The Flyers announced the signings of two restricted free agents on Monday. Noah Cates signed a two-year deal worth $2.625 million AAV, avoiding arbitration. Cam York signed a two-year deal as well, with a $1.6 million AAV.
Cates and York have been widely talked about as key pieces of the future. Cates turned heads in his rookie season by assuming a heavy workload, even drawing some votes for the Selke Trophy. York did not start the season with the Flyers, but stayed up in the NHL after his call-up in December and also assumed a greater role throughout the remainder of the season.

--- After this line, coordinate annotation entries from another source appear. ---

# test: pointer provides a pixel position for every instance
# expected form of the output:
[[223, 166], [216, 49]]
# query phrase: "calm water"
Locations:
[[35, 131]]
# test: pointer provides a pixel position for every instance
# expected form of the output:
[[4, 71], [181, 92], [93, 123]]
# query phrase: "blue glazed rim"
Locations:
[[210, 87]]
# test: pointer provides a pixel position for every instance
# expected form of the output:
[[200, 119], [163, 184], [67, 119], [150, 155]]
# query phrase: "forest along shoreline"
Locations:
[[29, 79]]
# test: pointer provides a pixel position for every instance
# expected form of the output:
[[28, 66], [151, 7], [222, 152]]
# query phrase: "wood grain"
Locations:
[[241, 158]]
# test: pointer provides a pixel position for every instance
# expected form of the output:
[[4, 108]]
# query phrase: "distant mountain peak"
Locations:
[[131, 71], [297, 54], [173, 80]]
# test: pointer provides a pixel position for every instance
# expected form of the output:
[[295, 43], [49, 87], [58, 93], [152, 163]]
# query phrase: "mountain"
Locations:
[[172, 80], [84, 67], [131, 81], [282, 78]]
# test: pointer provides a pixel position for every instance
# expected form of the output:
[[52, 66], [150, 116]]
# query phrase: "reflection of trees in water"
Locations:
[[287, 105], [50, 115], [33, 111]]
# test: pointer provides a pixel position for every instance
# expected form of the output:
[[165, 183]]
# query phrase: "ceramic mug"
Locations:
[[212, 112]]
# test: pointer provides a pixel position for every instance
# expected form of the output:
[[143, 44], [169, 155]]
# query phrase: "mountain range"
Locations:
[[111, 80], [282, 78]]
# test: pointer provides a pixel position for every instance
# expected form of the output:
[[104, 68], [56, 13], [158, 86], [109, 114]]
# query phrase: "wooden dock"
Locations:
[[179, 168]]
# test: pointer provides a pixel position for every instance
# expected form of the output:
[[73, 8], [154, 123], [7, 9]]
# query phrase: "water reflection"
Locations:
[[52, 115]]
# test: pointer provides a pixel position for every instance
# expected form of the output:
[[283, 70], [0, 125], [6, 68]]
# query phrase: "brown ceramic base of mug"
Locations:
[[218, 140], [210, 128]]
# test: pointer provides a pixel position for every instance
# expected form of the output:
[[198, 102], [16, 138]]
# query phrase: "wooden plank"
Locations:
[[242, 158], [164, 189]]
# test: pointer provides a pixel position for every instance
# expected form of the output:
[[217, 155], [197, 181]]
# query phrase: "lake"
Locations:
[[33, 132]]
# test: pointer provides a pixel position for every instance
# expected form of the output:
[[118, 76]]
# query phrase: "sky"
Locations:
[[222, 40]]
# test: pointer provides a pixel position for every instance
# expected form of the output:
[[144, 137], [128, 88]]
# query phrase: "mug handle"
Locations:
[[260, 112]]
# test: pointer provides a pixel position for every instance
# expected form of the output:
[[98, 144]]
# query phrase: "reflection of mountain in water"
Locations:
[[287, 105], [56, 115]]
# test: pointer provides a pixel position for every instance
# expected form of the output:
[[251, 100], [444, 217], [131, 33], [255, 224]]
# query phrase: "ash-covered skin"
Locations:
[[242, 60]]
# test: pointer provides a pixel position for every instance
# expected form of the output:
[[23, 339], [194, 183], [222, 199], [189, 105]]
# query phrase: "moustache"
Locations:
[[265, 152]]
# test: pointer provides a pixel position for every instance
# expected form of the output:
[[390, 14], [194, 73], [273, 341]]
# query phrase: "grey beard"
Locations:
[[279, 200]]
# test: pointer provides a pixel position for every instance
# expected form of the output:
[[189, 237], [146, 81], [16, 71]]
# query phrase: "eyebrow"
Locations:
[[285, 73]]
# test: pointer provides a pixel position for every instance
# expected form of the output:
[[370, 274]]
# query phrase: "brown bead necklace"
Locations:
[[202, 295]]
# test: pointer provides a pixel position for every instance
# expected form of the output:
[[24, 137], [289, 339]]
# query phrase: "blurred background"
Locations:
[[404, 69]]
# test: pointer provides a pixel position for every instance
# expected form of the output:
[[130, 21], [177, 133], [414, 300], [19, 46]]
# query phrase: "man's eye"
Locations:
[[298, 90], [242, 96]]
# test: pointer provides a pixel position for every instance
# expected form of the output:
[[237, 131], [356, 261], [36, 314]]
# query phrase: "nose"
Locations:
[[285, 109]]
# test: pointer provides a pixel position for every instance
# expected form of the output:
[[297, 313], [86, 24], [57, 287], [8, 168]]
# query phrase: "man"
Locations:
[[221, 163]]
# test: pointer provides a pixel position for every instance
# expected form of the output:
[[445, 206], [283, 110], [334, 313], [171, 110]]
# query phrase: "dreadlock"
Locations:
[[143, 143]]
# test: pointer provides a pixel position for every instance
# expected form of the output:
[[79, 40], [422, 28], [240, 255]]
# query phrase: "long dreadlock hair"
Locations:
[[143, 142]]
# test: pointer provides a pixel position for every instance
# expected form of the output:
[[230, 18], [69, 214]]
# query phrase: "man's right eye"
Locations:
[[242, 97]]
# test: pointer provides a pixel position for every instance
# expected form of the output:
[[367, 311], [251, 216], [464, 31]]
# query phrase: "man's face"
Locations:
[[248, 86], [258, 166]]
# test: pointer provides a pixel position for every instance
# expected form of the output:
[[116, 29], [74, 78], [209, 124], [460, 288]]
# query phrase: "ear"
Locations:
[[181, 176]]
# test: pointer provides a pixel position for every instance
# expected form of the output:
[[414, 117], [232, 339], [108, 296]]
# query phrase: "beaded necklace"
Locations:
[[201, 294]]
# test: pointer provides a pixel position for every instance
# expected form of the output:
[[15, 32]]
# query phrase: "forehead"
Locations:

Even while in a rebuild, why wouldn’t the Flyers commit long-term to two players that they feel have years ahead of them in Philadelphia? The answer is the current cap reality that is happening in the NHL.
Bridge Deals Popular Throughout the NHL
Since the open of free agency on July 1, 244 total contracts, both standard and 35+, have been signed. Of the 244, only 27 contracts were for three years or more.
In addition, only 52 players that signed since the start of July have an AAV over $2 million. That number drops to 31 players with an AAV over $3 million, and just 16 players with an AAV over $4 million.
The clear message: there are bigger things ahead in the market for NHL players. The flat salary cap did this. It led players to place bets on themselves, at all stages of their careers, for the opportunity to hit the market again in just a handful of seasons.
Playing the Long Game for Salary Cap Increases
The salary cap is anticipated to rise from $83.5 million this season to $87.5 million next season, prior to 2024-25. Prior to the 2025-26 season, the jump is expected to get the salary cap to $92 million.
If the Flyers had it their way, they would likely avoid the massive contract extensions for Cates and York, but maybe go somewhere down the middle – think of Joel Farabee’s five-year, $5 million AAV contract extension from a few offseasons ago as a good example.
It would give the team some added security for the long-term. It would give the player a noticeable pay increase at the start of the deal that would ultimately blend in as market value when it reaches its peak.
Instead, this is likely the reason Cates filed for arbitration. The Flyers, notably head coach John Tortorella, really liked the play from Cates in his rookie season, and they feel he is only scratching the surface on his potential. It should have been no problem in their eyes to give him much more than two years on a new contract.
That’s where the player comes in, and the majority of the players in the league due for new contracts are choosing this path, to take the short-term pay cut at a chance for a long-term payday down the road.
Reaching an Agreement
For now, both deals are certainly fair. It gives the Flyers the chance, in another two years, to negotiate with Cates and York as restricted free agents again, rather than entering their UFA years. It keeps both sides on peaceful terms in the negotiation process, ironing out these contracts so quickly with so much time prior to the start of the 2023-24 season.
However, the savings the Flyers may be getting now could still catch up with them later if Cates or York or both find their stride and deliver at a high level that warrants the big payday. In this reality for the majority of players in the NHL, it is a chance both team and player are willing to take.